Document Type : Research Paper


1 M.Sc. Graduate of Water Resources Engineering, University of Zabol, Zabol, Iran

2 Graduated ph.d, Dept. of Water Engineering, Faculty of Water and Soil, University of Zabol.

3 Associate Professor, Dept. of Water Engineering, Faculty of soil and Water, University of Zabol.

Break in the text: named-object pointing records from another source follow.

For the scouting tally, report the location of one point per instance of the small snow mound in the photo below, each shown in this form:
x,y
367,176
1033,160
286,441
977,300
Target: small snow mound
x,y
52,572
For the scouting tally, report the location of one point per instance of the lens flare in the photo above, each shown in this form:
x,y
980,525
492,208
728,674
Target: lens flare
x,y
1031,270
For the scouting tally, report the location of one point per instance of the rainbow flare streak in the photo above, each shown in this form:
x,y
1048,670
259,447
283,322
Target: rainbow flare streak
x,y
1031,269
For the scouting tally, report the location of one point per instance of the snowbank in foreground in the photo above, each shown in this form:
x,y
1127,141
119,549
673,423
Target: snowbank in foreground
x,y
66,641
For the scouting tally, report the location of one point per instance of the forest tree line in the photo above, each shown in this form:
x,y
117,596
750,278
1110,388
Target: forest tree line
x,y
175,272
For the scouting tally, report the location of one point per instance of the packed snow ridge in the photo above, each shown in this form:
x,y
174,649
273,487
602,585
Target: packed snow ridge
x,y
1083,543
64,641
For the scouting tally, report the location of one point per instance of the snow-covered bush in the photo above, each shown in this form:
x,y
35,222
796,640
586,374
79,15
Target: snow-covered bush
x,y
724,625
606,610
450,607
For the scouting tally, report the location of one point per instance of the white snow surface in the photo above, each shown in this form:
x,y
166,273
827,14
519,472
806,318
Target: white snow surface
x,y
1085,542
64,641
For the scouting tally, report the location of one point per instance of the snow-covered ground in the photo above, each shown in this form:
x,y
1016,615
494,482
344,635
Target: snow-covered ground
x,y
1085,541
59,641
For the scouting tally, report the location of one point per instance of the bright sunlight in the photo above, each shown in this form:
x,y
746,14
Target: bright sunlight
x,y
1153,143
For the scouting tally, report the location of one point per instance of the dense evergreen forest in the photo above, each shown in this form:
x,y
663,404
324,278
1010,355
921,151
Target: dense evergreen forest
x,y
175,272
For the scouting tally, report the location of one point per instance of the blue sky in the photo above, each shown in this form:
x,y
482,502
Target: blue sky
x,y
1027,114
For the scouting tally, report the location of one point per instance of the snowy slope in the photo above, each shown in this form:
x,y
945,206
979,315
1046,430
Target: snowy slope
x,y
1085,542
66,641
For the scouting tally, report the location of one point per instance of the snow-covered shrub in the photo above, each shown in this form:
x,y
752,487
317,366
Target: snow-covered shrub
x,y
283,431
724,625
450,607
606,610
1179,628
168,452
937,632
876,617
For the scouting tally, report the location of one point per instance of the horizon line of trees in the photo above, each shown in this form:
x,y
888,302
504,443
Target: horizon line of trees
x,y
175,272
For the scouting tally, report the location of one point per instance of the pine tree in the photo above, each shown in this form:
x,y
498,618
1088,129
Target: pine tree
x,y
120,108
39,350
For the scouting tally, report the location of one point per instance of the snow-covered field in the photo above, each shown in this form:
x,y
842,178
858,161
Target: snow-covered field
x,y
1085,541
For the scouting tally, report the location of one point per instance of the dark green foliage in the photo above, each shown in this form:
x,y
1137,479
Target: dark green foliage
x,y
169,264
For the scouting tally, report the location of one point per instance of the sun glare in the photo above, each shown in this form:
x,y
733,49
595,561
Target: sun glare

The objective of this research is to compare the performance of linear time series models of Box-Jenkins and IHACRES, multilayer perceptron ANN and hybrid ARMA-ANN in order to simulate and predict the daily discharge of Maroun River. For this purpose, daily discharge data of (1991-2006) were used for calibration and data of (2007-2017) were used for verification of the models. Schwartz (SBC) and Akaike information criterion (AIC) were used to select the best model. Different scenarios, learning algorithms and transfer functions with various neuron structures were used to develop the ANN model. The first scenario with less parameters and delay time was selected as the best ANN model in prediction of daily flow rate. Evaluation indices showed that the conceptual model performance in verification stage was better than that in calibration stage. Also, the 4th order moving average model with R2=0.61 had the weakest performance as compared to the other Box-Jenkins models. Evaluation indices indicating a relative promotion for ARMA-ANN hybrid model as compared to the other proposed models.  As, ARMA-ANN hybrid model obtained the highest  R2=0.86 and Nash-Satcliffe coefficient equal to 0.81. The results prove the ability of ARMA-ANN hybrid model for simulation and prediction of daily discharge, as compared with other models.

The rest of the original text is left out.